In an Instagram post shared by Oregon State University Art, the exhibit is described as interpolating “narratives of interpersonal conflict with the tangible and intangible debris that illuminate Weis’ struggle with finding comfort, home, and security. Trash Baby features painting, sculpture, illustration, and installation that highlight the power and endurance that Weis has found as a queer individual, shredding past selves to form a more perfect whole.”
“Trash Baby draws parallels between forgotten items generated from daily living and the emotional debris that lingers after trauma,” wrote Weis in an artist statement. “Works featured here were crafted as I processed displacement, abandonment, death, and the formation and reformation of my being despite and in reaction to these experiences. Therefore, disjointed depictions of myself frequently appear as they splinter and converge through sculptural, illustrative, and painterly processes that embody articulation or age regression brought about through the cyclical healing process.”
Sneak Peeks
For the remainder of the week, Weis will continue sharing updates and glimpses of what audiences can expect to see at his show on his Instagram page.
Some sneak peeks he has shared with The Advocate include “Point of Entry 2”, an egg sculpture composed of the shredded remnants of Weis’ former artwork that first appeared at the Corvallis Garbage Fest in March; two paintings titled “God’s Reckoning” and “Pressurized”; a red stool saturated with debris; and “Shed Selves”, a display of discarded items that were gifted to him by people who participated in the Benign Inc. interactive installation he hosted in October.
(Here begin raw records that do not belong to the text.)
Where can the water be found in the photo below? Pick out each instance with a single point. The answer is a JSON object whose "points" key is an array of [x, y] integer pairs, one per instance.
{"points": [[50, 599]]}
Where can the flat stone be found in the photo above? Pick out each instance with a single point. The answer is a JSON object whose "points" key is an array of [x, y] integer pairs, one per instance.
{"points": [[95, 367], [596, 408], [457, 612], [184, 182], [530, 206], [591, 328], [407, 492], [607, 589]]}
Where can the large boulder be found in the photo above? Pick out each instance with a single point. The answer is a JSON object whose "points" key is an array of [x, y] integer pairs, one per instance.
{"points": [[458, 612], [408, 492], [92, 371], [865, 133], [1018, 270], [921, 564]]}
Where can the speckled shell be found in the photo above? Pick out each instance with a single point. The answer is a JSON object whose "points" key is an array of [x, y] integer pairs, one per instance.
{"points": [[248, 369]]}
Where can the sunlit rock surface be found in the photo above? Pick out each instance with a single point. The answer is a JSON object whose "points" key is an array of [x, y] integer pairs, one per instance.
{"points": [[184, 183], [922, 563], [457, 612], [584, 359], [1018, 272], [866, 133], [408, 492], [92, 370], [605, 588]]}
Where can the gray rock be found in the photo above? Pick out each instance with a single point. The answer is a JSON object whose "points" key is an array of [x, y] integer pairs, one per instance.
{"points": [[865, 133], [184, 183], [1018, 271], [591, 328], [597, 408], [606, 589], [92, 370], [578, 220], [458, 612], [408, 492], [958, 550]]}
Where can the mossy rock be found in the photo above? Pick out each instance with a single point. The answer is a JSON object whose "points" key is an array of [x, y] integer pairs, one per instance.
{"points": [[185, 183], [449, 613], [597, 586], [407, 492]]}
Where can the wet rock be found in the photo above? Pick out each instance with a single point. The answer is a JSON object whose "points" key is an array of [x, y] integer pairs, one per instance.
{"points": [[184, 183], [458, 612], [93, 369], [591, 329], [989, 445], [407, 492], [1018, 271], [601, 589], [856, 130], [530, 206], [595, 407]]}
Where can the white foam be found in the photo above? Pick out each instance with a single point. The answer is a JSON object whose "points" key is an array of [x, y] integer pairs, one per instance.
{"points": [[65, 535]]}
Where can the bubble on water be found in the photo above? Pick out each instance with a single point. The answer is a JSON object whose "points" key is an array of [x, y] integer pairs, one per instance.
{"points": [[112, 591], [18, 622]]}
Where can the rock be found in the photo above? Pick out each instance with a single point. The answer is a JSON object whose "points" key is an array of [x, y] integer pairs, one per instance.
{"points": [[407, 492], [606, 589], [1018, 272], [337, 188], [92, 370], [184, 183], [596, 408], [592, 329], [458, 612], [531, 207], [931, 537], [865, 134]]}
“‘God’s Reckoning’ [focuses] on the shredding of my physical form in order to transition and embrace my relationship with my queer body, and ‘Pressurized’ [is] a painting reflecting on how the pressures of my childhood and external expectations have formed me,” wrote Weis in an email. “The red stool is a stool I have used in my studio classes with pieces of glue shredded on top that have collected the debris from the desks of other students and a danish that I often eat; these reflect on how the influences of those around me serve as their own forms of nourishment.”
Additional pieces that will be featured in the exhibit include illustrations and collages depicting Weis’ experiences as an AFAB (Assigned Female At Birth) person whose bodily autonomy and reproductive health have been violated; experiences with destabilizing living situations like housing and food insecurity; his relationship with his deadname and pre-transition existence; and more.
“Reformation After Trauma”
Recurring in all of Weis’ work are key themes of comfort, compulsive collecting, sadness and trauma, rebirth, and, most notably, healing.
“Trash Baby is primarily about reformation after trauma,” wrote Weis. “I have mimicked my abusive and degrading relationship with my family through my treatment of compiled debris and alcohol-saturated illustration. I am both the trash baby formed from the circumstantial trash of my upbringing and a creator of the trash baby; in this, I am the creator of my own being.”
He continued, “Destruction is a recurring theme, but as is my personal narrative of reformation through the act of my physical transition. Transness, that is the shedding of my physical and metaphysical form to best suit my being’s progression, is a radical act of self-love.”
Weis will discuss his exhibit in more detail in an artist talk that will be held on Wednesday, May 25, both in person at Snell Hall and virtually over Zoom at 5 p.m. You can visit his Instagram page for Zoom information and more detailed shots from the show. Additionally, more of Weis’ artwork – and the artwork of other BFA students – can be viewed at the “Major Arcana” 2022 BFA Graduation Exhibition, which will remain up at the downtown Corvallis museum, located on 411 SW 2nd St, until June 15.